Tuesday, February 26, 2013

Falling off the wagon...

Not yet, but I can feel it. Time to regroup! I really have to figure out a different stress buster than food. I knew this would be difficult but I'm not giving up. Life throws challenges at you for a reason and I'm going to figure out what lesson I need to learn or experience I need to have to gain some fresh perspective on myself.

Luckily for me, I still have my in-laws here through the week so regrouping will be a little easier. I'm going to make a grocery list and make sure I have a lot of options to snack on and get back on track.
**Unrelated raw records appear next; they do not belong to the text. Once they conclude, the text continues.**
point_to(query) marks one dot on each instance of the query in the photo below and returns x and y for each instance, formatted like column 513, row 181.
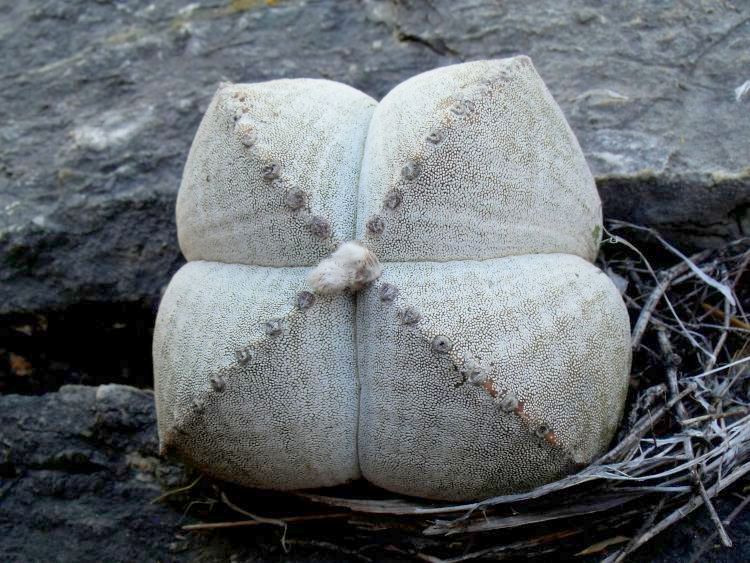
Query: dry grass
column 685, row 438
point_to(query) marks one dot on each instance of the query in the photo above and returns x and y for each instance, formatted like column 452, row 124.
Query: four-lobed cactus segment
column 401, row 291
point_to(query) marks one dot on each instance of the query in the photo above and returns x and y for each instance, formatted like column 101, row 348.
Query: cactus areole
column 401, row 291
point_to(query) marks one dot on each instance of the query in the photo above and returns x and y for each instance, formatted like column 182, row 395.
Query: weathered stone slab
column 100, row 101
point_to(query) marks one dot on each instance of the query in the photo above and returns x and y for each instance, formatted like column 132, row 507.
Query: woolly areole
column 401, row 291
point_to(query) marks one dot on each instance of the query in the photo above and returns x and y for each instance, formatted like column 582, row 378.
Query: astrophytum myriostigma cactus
column 401, row 291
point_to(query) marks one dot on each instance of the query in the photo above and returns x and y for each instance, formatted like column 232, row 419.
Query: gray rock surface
column 79, row 470
column 100, row 101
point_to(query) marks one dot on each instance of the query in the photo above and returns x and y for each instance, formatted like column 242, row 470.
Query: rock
column 79, row 470
column 100, row 102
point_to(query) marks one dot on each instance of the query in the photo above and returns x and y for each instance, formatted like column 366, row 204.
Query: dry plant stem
column 688, row 507
column 259, row 519
column 498, row 523
column 658, row 292
column 504, row 551
column 625, row 551
column 257, row 522
column 668, row 352
column 672, row 362
column 641, row 427
column 727, row 521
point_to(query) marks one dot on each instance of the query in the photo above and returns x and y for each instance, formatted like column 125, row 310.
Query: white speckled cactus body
column 464, row 347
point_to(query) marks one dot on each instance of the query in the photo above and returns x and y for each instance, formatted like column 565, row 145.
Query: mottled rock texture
column 79, row 471
column 100, row 101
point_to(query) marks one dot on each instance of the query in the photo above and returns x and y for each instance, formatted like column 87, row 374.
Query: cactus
column 401, row 291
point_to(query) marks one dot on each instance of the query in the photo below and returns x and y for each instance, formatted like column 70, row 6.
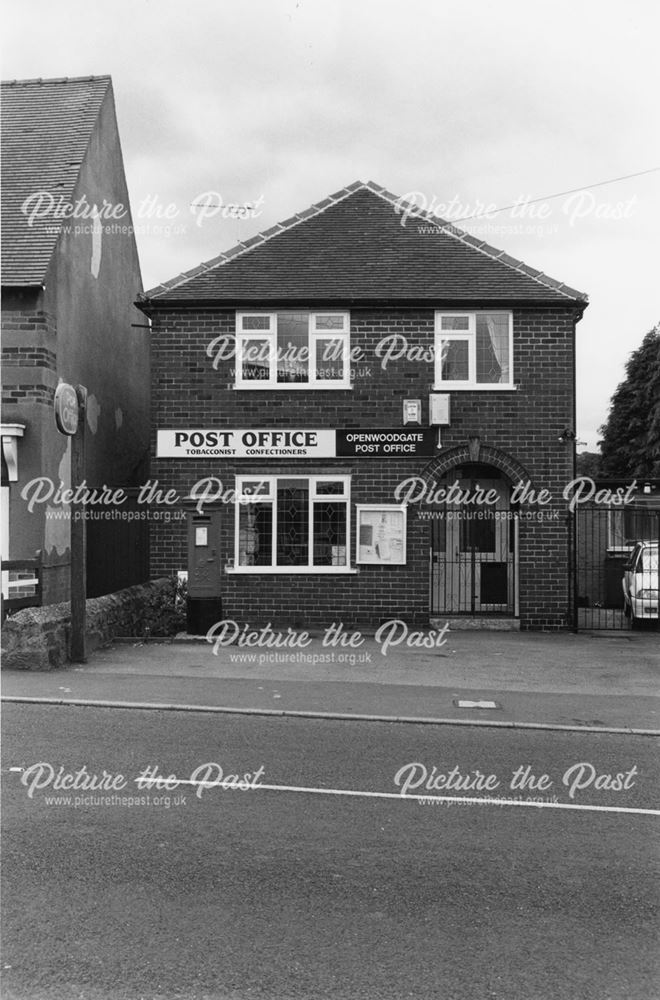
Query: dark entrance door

I'm also going to try my best to get quality rest the next couple of nights and take some time to look into short work-outs and stretches.

I don't know about you, but when I'm feeling overwhelmed and anxious I literally feel like I'm on edge. My body is shaky, my head is cloudy and the energy inside of me feels like it's going to explode. Back when I ran, this was the perfect time to head outside and run out the energy. I do well when I can physically exhaust myself. Problem is, I can't really run anymore because of my knee, and I also can't hit the pavement when I have two kids in the house to watch. So instead, I binge on food. And I realize both activities (running and eating), are really just ways for me to distract myself from dealing with the real issues. It's me seeking comfort and love. It's me not being able to wrap my brain around what's stressing me out and getting freaked out that I can't solve my problems with the flip of a switch.

I've been snacking a bit on food and eating more fruit than I should. I'm going to close the refrigerator door and instead lay on my couch and take some long deep breaths. Try to get a little perspective on what is at the root of my stress and go from there. I'm so happy that I am recognizing this and not throwing all this hard work out the window.

And the plan is to get back on track with nutritional information and recipes as well. But today this blog is my venting tool and I'm proud that I remembered to use it to ground me!